Philip D. Smith, The Virtue of Civility in the Practice of Politics. University Press of America, 2002. 111 pages. ISBN 0-7618-2329-8.
The problem of incivility has only increased since the publication of Philip Smith's book, The Virtue of Civility in the Practice of Politics. In this book the author offers definitions of the following words: civility, politics, opponent, coercion, and pacifism. Smith is a virtue theorist because he thinks the moral life is best understood "in terms of virtues--character traits-- than in terms of actions or rules for acting" (viii). The author argues that civility is a virtue related to a political opponent. He thinks his book is both truthful and useful.
The Virtue of Civility in the Practice of Politics is divided into nine chapters. It covers controversies and conduct, virtue of civility in the practice of politics, Robert Audi's rules for civility, civil speech, the right, and the good, civility and the civil process, and civility and coercion. In the first chapter the author gives examples of different controversies and conduct. The examples come from corporate policy, Church policy, and public policy. Smith's primary interest is how we conduct controversies, not solutions to the controversies.

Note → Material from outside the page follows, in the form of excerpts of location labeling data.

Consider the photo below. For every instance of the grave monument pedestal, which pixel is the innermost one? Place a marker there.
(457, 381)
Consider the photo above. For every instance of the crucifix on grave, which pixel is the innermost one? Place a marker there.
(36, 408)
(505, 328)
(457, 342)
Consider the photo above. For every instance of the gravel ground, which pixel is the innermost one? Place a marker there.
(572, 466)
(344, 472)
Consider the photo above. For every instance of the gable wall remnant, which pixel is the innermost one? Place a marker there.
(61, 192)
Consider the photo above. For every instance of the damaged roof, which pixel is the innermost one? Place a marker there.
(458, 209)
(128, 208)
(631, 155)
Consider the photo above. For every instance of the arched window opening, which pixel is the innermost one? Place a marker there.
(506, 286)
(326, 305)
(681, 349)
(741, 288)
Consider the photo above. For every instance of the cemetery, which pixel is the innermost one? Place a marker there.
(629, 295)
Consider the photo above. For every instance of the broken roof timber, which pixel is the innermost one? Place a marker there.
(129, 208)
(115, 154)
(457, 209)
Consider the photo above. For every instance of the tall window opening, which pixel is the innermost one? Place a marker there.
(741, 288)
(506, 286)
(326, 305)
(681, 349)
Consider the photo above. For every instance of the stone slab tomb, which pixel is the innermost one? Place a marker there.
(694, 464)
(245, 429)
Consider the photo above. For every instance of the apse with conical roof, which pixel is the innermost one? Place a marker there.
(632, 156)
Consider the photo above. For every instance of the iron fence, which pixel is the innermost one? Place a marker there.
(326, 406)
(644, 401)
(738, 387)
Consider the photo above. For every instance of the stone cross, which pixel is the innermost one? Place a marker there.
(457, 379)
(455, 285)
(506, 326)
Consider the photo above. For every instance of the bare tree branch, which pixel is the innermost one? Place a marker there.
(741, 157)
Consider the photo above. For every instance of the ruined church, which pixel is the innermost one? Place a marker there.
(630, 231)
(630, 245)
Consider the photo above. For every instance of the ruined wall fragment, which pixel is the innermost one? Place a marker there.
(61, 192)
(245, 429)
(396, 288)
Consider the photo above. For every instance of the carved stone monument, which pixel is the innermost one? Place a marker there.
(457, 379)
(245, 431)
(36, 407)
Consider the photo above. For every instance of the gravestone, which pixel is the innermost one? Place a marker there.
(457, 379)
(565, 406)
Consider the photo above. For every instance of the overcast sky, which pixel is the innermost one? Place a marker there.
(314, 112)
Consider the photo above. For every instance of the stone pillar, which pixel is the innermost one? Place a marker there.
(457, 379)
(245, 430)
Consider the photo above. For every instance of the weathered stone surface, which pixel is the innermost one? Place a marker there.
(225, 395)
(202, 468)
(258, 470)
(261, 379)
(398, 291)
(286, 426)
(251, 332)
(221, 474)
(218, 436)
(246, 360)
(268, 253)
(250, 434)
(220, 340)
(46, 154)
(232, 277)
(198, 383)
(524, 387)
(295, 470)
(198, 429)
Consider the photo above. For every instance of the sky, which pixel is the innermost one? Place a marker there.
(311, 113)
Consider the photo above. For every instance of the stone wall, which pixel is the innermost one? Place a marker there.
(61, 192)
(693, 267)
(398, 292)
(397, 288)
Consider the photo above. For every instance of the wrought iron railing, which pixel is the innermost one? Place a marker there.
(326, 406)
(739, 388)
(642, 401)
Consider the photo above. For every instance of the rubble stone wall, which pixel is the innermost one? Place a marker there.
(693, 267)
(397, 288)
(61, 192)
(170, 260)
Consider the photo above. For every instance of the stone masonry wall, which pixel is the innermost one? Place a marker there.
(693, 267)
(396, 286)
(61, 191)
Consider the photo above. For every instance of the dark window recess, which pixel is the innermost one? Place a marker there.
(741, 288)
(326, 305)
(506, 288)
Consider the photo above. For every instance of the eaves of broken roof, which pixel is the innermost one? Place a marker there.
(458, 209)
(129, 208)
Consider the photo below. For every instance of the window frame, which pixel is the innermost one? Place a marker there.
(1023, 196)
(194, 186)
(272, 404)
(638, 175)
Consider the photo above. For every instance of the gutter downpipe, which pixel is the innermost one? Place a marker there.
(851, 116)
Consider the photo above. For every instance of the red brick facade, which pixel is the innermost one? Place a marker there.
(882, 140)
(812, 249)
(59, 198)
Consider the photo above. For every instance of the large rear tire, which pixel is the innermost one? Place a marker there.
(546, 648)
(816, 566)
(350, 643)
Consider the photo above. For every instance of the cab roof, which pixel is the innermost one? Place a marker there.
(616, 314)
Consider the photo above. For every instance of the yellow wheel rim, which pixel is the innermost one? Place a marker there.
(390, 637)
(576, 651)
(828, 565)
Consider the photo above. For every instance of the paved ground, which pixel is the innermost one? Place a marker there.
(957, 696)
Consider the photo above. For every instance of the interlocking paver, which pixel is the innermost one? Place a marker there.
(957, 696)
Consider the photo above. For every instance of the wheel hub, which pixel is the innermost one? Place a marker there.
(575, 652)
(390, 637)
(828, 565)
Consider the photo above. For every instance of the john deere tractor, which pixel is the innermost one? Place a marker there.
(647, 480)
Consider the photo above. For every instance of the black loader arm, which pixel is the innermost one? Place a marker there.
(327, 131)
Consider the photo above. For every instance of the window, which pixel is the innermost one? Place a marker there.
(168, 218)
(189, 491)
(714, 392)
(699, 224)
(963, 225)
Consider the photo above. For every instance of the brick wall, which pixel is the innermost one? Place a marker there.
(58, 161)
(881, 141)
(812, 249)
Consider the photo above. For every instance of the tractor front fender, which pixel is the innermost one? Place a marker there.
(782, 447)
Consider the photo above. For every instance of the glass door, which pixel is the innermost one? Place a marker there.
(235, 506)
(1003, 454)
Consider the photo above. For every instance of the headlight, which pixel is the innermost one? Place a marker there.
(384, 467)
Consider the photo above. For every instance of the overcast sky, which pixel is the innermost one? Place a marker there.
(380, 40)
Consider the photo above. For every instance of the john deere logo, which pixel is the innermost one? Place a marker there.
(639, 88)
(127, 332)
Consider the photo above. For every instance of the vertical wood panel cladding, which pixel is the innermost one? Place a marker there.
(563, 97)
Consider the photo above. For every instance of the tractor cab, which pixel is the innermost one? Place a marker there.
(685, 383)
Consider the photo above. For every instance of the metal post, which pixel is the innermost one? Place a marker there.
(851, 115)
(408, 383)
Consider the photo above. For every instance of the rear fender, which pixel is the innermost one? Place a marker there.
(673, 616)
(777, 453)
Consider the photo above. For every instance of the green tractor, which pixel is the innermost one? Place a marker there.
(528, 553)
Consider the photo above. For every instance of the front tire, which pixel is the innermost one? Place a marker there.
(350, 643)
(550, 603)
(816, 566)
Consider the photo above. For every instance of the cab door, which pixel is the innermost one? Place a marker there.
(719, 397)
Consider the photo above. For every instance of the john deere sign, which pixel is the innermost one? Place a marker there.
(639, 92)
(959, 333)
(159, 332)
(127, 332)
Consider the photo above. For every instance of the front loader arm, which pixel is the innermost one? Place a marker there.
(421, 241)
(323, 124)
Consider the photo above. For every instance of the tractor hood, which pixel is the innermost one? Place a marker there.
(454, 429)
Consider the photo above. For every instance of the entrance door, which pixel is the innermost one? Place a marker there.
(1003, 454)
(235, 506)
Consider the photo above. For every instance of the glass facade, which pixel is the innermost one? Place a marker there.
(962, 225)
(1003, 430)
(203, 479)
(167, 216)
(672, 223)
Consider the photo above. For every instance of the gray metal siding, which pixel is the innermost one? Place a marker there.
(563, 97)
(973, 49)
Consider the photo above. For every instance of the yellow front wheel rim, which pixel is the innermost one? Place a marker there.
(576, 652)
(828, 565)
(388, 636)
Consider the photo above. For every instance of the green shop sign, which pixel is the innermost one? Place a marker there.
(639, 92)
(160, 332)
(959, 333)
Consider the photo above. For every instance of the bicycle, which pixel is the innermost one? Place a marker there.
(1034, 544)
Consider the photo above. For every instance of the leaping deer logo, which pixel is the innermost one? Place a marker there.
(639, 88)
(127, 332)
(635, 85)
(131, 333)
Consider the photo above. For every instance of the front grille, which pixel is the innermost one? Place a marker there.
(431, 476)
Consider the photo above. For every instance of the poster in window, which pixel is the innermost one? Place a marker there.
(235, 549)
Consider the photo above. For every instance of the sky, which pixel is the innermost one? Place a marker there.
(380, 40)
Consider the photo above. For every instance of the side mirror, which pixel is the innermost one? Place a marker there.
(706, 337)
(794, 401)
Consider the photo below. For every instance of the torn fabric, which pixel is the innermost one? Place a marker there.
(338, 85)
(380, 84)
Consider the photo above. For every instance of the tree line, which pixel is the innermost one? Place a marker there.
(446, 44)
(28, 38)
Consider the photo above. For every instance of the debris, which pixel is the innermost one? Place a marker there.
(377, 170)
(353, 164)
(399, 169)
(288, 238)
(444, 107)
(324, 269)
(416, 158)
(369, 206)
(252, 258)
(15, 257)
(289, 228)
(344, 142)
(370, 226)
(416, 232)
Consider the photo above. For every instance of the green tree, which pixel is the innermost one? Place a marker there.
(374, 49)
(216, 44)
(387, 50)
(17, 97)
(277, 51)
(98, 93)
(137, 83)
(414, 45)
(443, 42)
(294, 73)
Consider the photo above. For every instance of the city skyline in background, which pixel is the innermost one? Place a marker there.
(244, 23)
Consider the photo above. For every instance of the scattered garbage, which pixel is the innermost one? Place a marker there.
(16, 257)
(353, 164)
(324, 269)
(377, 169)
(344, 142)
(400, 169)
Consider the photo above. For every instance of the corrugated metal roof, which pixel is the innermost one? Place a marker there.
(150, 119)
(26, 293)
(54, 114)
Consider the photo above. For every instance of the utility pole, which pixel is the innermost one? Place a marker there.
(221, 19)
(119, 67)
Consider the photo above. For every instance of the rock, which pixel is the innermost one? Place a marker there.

The author provides definitions of the key terms he uses in the book. He states that "Civility is a properly grounded character trait which moves an individual to treat political opponents well and/or to feel certain emotions toward political opponents, emotions which move an individual to treat political opponents well" (15). He writes, "Politics is the art or science of making decisions for groups of people" (15). This surprised me at first because I tend to think of politics as what happens in local, state, and national government. He states that the goal of politics is to make good decisions. The third definition: "Political opponents are people who have conflicts over group decision proposals" (15). Smith summarizes his major points about civility in the practice of politics: "Civil people are moved to treat political opponents well. . . . Negatively, this means we are disposed not to impugn opponents' motives, slander them, lie to them, ignore them, or the like. Positively, we are disposed to debate honestly with them, keep any agreements we make with them, treat them with dignity, and so on" (16). What he is describing are virtues or character traits.
To help describe the virtue of civility in the practice of politics he lists the things that it is not. It is not being polite. It is not a tool to oppress others. It does not consist of rules and rule keeping. Virtue is different than rule keeping. Last, it does not cover everything. It does not cover every interaction between people. In chapter three Smith discusses concepts that are related to virtue: practices and institutions. It is through practice we develop virtue and "institutions are human organizations that grow up around a practice and make it possible" (25). Chess would be a practice and a chess club would be an institution, and the ability to play well would be a virtue.
To summarize civility as a virtue in the practice of politics is a character trait that disposes one to treat their political opponent well. Civility describes what a person is, not what he does. Smith thinks there are four advantages to the virtue of civility in political practices. First, it helps to avoid "destructive conflict." Second, "civility helps preserve participants in a political process as resources for decision-making" (32). In other words, the political opponent may provide important information, knowledge that will help in making a good decision. Third, civility decreases distortion in communication. Fourth, civility "helps preserve participants in politics as people of dignity" (33). It seems to me that civility is a better trait than incivility in seeking the truth. Mortimer J. Adler often said that in a discussion the goal was not to defeat your opponent but to find the truth. The virtue of civility is much needed in our society today.